The invariably awkward partner the UK was more amenable to new EC policies as a result of the solution of its budget problem in 1984. The other factor was that the single market fitted with the prevailing conventional wisdom over economic policy. The paradigm shift in economics that began in the early 1970s had resulted in the almost complete ascendancy of monetarist theory and the desirability of free markets brought about by deregulation. From 1945-70 Keynesianism dominated with governments convinced that their intervention in the economy was enhancing economic welfare.
Monetarism suggested that governments should refrain from intervention and ensure that markets were as competitive as possible. Crucial in this respect was the conversion of the Mitterand government in France which started its term of office with a socialist interventionist programme but as a result of a series of macroeconomic crises completely changed its economic policy orientation. Economic Theory Theory of customs unions: the elimination of tariffs and quotas was largely completed in 1968, so it was non-tariff barriers that were to be eliminated by the Internal Market Programme.

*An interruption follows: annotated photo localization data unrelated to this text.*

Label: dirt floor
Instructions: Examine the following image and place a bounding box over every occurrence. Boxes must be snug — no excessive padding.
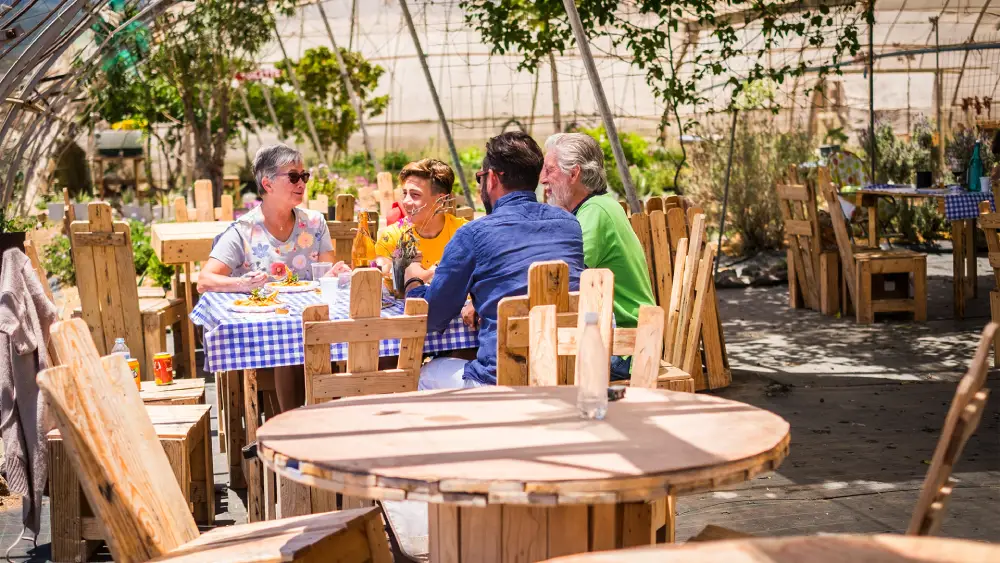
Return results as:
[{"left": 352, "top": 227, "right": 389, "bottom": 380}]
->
[{"left": 1, "top": 248, "right": 997, "bottom": 560}]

This intensification of economic integration would lead to static and dynamic effects, as explained in Lecture 2. There were reasons to expect that the economic impact of this intensification of economic integration would be large. These were to do with the nature of non-tariff barriers and the effects of their elimination. Non-tariff barriers: Any non-tariff government policy measure, which intentionally or unintentionally alters the amount or the direction of trade.